Protest Movement Offers Hope for Israel’s Future
“The People demand social justice.” That’s the slogan, the chant of more than 300,000 people in dozens of sites across Israel. And just maybe, the State of Israel is now entering the third chapter of its history as independent.
During the first chapter, which extends from Israel’s founding in 1948, to 1977, 29 years of Labor hegemony embedded principles of social democracy. This was a remarkably inefficient bureaucracy that ineptly subverted the vision of building Israel on the Scandinavian model.
“The third way,” as it came to be known, tried to make a path between the raw capitalism of the United States (little did they know how raw it would become) and the brutal tyranny of the USSR. This was a restless system, marked by an abundance of voluntarism as well as a surfeit of favoritism and stifling paternalism — in all, the consolidation of statehood.
And then, in 1977, came the displacement of the old elite, David Ben-Gurion, et al., by Menachem Begin and his populist nationalism (spilling over into jingoism), and then by Begin’s heirs and, in particular, by Benjamin Netanyahu, devotee of radical privatization, indifferent to rapidly growing income inequality, a transition from obsession with the collectivity to a much greater focus on the individual, a chapter that would last for 34 years, up until — well, up until July 2011.
Now, in the wake of the utterly surprising social protests that have engaged hundreds of thousands of Israelis — there’s even talk of a million-person march in early September — one can see the outlines not only of a shift from the unbridled privatization that has marked the Netanyahu administration, but also of a generational shift.
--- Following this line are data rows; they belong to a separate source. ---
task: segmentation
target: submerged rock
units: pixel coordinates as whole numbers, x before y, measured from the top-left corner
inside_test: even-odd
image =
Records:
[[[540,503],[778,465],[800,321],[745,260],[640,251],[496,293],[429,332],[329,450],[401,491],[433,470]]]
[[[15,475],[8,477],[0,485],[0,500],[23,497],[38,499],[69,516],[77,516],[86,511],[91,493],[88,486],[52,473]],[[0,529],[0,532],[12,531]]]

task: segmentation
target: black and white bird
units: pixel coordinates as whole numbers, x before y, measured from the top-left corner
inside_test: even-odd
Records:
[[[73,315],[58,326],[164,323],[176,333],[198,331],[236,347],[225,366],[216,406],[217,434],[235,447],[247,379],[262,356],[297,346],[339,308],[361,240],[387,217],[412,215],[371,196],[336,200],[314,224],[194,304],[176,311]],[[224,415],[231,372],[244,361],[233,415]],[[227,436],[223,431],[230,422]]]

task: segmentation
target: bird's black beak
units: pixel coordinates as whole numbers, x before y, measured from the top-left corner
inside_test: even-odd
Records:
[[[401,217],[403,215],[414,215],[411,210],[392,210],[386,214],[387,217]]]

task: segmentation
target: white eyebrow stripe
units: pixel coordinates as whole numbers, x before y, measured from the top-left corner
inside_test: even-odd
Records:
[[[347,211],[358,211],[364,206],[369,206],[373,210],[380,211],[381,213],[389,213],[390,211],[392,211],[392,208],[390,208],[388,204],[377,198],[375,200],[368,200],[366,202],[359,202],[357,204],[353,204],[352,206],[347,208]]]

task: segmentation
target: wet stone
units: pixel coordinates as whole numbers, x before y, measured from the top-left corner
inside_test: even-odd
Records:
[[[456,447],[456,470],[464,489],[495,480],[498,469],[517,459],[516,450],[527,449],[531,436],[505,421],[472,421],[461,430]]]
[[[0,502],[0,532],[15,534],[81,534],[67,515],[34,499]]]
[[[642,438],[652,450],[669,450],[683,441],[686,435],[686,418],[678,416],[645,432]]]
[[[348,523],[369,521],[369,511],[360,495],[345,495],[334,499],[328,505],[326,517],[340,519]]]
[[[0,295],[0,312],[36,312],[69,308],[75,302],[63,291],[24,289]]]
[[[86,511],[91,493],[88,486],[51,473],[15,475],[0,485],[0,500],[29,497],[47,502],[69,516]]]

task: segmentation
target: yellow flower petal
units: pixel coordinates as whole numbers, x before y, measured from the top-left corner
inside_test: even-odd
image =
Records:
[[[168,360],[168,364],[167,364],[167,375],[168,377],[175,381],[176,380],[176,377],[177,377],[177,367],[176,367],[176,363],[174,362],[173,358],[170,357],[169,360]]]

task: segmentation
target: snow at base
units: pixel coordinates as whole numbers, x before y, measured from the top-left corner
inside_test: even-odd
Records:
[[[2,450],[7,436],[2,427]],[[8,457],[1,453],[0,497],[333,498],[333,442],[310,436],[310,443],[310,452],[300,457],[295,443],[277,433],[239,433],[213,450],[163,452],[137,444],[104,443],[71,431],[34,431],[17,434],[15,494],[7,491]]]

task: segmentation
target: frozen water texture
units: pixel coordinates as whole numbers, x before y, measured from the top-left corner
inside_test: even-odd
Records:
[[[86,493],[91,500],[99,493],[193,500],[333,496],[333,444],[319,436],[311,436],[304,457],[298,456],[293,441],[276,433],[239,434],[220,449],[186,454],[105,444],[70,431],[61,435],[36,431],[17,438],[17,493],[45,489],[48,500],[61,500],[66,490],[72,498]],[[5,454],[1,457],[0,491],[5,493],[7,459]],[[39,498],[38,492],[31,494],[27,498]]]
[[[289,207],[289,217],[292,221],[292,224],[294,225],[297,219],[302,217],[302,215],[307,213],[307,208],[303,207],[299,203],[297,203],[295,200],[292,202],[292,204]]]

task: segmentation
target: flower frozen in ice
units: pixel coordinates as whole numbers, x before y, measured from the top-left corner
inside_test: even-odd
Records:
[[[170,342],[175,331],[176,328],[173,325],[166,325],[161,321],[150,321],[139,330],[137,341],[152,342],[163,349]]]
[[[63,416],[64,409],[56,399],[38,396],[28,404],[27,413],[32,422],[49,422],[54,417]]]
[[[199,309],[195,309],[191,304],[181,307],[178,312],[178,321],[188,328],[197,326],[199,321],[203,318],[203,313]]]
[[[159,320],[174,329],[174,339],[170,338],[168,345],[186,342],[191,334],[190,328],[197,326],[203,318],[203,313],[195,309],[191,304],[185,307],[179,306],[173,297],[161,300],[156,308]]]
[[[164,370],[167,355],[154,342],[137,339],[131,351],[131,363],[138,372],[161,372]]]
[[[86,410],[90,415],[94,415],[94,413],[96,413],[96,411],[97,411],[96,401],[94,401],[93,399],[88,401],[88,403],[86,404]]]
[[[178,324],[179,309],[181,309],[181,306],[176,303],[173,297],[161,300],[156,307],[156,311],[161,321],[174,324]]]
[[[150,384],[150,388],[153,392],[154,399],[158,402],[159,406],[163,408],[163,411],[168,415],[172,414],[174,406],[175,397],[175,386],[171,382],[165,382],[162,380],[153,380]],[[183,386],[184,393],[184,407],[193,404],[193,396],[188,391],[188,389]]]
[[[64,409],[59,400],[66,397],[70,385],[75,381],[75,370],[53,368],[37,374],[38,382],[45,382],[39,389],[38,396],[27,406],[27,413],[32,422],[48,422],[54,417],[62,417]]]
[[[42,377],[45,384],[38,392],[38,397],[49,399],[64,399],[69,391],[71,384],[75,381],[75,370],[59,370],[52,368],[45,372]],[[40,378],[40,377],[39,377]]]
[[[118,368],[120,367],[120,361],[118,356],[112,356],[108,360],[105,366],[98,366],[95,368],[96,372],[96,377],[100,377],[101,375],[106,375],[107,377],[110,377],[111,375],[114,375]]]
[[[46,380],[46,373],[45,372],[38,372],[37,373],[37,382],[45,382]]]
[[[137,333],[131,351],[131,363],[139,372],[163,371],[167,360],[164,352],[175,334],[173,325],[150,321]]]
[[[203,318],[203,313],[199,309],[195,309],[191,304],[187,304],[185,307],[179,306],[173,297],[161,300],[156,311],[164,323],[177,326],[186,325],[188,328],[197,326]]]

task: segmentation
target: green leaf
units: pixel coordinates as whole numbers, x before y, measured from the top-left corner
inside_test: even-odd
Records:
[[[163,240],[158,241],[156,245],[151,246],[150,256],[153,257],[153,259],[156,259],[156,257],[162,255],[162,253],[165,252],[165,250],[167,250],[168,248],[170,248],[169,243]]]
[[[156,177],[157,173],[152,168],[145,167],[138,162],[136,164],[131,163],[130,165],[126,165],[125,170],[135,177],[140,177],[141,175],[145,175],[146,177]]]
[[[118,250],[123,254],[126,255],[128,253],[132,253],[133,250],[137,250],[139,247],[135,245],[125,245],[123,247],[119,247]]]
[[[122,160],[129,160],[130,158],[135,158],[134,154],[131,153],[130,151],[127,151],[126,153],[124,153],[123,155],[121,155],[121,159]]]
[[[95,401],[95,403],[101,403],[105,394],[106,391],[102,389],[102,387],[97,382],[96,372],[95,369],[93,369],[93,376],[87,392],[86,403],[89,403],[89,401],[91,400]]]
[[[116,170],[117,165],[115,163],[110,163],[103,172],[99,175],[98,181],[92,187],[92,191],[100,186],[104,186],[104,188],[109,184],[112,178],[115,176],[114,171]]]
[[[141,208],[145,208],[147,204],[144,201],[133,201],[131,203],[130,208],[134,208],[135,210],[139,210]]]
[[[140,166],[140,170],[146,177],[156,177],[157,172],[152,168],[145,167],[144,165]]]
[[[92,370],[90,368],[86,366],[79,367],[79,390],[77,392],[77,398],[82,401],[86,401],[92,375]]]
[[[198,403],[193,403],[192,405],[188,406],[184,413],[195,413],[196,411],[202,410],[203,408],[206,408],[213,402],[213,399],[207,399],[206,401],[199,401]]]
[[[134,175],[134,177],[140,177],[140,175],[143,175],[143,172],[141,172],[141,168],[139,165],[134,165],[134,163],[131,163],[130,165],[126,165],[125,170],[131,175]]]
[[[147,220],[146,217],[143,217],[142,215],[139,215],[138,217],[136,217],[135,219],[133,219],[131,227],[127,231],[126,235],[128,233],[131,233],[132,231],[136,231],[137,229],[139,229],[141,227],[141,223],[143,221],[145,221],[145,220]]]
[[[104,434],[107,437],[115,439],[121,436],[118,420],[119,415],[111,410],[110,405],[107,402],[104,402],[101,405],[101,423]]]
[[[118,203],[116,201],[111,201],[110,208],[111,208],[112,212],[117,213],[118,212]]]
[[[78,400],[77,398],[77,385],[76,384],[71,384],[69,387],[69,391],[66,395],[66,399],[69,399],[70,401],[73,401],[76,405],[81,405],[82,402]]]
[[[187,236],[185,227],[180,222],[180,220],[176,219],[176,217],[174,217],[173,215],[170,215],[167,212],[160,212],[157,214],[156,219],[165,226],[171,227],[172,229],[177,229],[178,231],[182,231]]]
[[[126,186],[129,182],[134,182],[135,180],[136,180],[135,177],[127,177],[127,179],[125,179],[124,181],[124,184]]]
Netanyahu appears increasingly out of touch, locked in a stale and utterly unpersuasive rhetoric, surrounded by a cast less of has-beens than of never-weres.
However all this plays out — and, as promising as it seems, one cannot discount the ability of anachronisms to hang on long after they have been discredited — there is a near giddy sense of hope that infects much public discourse these surprising days. It is captured in an endless flood of e-mails and blogs, expressing a sense of wonderment: Just when the veteran social justice activists were readying themselves to recite prayers of mourning, just when they feared the battle for a humane and responsible Zionism and for a humane economy was lost, a whole new generation has taken to the streets, demanding social justice.
Amos Oz, in a front page article in Haaretz, had this to say about the resources that might be directed toward social justice in Israel: “First, the billions Israel has invested in the settlements, which are the greatest mistake in the state’s history, as well as its greatest injustice. Second, the mammoth sums channeled into the ultra-Orthodox yeshivas, where generations of ignorant bums grow, filled with contempt toward the state, its people and the 21st-century reality. And third, and perhaps foremost, the passionate support of Netanyahu’s government and its predecessors for the unbridled enrichment of the various tycoons and their cronies, at the expense of the middle class and the poor.”
As Oz goes on to say, it is “profoundly moving to see the protest veterans of all generations, who for years were a voice calling in the wilderness, spending time in the tents of the youngsters, who are wisely leading the new protest.”
It is, indeed, tempting to herald a new day. But such an announcement remains, for now, tentative and possibly premature. The policies and proposals that have led to these monster demonstrations, which have resulted in a proliferation of tent cities and in the swiftness of entrenched forces to dismiss the protests, offer a sobering reminder of how divided Israeli society has become. Forty-two members of the Knesset, including a number of government ministers, have responded to the protesters’ demands for more affordable housing by urging that new housing be built for them in the West Bank and in East Jerusalem. Forty Knesset members have offered a bill that would change Israel’s classic self-definition as a ”Jewish and democratic state” to “the national home of the Jewish people.” That same bill also ends the status of Arabic as one of Israel’s official languages. Thus, the denigration of democracy that has been a-building these past many months has now become explicit, enthusiastically supported by the settlers and the vast majority of Russians.
But the weightiest challenge to the protesters comes not from the outside. Sooner rather than later, the protesters, who are a very mixed multitude, will have to define what they mean by “social justice” and will have to develop a political structure reflecting that definition. They, who are overwhelmingly middle class, will have to make room for the full-fledged participation of Israel’s working class and its disadvantaged sectors, and also its Arabs (21% of the population). They will have to understand that the existing system of privilege, which is the source of the protest’s outrage, has immense organizational advantages and a cadre of beneficiaries who can and will show up early in the morning, every morning, and stay until very late at night, in order to protect their privilege.
In short, it will have to move beyond demonstrations and into Israel’s tangled political web, while preserving the enthusiasm and the hopefulness that characterize it today.
No small challenge, all that. But hey, the nearly empty glass is suddenly half-full. So, just maybe, these really are the rays of a new dawn we are witnessing.